October 8, 1996
18th-CENTURY HOGARTH THEATER PRINTS COME TO REED
Performances of The Beggar's Opera and a lecture will accompany the exhibition
"Hogarth and the Shows of London," an exhibition of 52 prints inspired by the theater by British satirist William Hogarth, will be on view at Reed College's Douglas F. Cooley Memorial Art Gallery from November 8 through December 31. The Cooley Gallery is in Reed's library building; viewing hours are Tuesday through Sunday, noon to 5 p.m. For more information, call the gallery information line at 503/777-7790.
In connection with the exhibition the Reed College theatre, music, and dance departments will present John Gay's The Beggar's Opera on November 8, 9, and 10 (Friday through Sunday) and November 14, 15, and 16 (Thursday through Saturday) at 8 p.m. on Reed's Mainstage Theatre. Tickets are $4 for seniors and $6 for the general public. For reservations, call the theatre box office at 503/777-7284.
Andrew Stevens, curator of prints and drawings at the Elvehjem Museum of Art, who organized "Hogarth and the Shows of London," will lecture on the exhibition on Tuesday, November 19 at 6:30 p.m. in the Reed College psychology auditorium.

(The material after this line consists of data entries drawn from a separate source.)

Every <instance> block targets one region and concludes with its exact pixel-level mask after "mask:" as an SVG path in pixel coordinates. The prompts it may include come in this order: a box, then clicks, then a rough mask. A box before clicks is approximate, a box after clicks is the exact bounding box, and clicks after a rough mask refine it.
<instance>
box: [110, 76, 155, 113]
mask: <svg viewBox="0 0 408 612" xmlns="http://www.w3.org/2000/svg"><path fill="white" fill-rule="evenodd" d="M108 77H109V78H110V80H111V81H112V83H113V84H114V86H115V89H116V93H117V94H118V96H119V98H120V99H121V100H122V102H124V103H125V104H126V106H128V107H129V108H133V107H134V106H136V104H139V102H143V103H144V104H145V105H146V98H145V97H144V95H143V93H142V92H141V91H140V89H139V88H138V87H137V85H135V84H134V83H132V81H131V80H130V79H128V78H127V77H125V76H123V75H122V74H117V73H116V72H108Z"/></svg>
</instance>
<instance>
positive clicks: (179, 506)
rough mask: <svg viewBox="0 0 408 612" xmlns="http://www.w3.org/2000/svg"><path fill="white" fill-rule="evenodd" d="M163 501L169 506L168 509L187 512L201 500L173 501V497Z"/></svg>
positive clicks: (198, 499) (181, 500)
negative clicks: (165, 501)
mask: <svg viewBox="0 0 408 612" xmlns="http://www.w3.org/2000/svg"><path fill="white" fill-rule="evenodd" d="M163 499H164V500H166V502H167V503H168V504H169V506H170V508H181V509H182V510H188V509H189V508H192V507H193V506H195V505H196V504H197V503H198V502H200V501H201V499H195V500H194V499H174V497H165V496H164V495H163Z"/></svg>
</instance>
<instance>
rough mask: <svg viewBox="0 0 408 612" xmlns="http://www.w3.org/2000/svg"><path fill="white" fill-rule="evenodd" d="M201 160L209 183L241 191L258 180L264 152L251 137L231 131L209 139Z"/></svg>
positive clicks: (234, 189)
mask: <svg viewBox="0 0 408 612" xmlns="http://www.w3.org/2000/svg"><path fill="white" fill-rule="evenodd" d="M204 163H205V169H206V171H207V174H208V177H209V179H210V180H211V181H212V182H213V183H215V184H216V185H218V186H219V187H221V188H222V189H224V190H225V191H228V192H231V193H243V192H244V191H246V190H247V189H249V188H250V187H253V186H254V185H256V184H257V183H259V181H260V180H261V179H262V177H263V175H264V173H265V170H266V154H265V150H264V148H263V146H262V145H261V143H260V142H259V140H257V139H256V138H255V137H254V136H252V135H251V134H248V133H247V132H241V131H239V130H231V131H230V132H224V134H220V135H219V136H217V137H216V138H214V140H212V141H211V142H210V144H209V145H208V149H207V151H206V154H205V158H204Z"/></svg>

William Hogarth (1697-1764), hailed as the greatest printmaker in England throughout his lifetime, raised the technical standards of printmaking. To safeguard his livelihood from unscrupulously pirated editions, he fought to obtain legislation protecting artist's copyright by holding back the release of his works until a law of that nature, named Hogarth's Law, was passed in 1735. His prints satirize the entertainment available to London commoners, such as low theater, street musicians, and cock fights. They also depict his admiration for the entertainers themselves. His first dated painting, The Beggar's Opera (1728), illustrates a scene from the play by John Gay exactly as it appeared to the audience and includes portraits of the principal actors and actresses. Hogarth's pieces provide insights into the culture from which the works sprang, bringing together the artistic, theatrical, and literary facets of English life in the first half of the eighteenth century.
The "Hogarth and the Shows of London" exhibition was developed by the Elvehjem Museum of Art at the University Wisconsin-Madison. The show is drawn primarily from the museum's permanent collection and supplemented by a generous loan from Suzanne and Gerald Labiner. A fully illustrated catalog written by Stevens will accompany the exhibition.
The Beggar's Opera by John Gay was first performed in 1728 and has retained its popularity into the twentieth century. Its colorful gathering of whores, highwaymen, pickpockets, and jailers, all with lower-class pretensions to high-class morality, give the play a delightful satirical tone. The ballad opera's folk melodies and art songs, arranged by Jeremy Barlow, lend a spirited flair to the evening.
The production is to be performed by Reed students under the direction of Kathleen Worley, professor of theatre, with musical direction from Bonnie Garrett, director of private music instruction; Virginia Hancock, associate professor of music; and John Vergin. The dances have been choreographed by Carla Mann, visiting director of dance. Max Muller, director and technical designer for theatre, created the sets and lighting, and the costumes are the work of Carolyn Carr, director and costume designer for the theatre.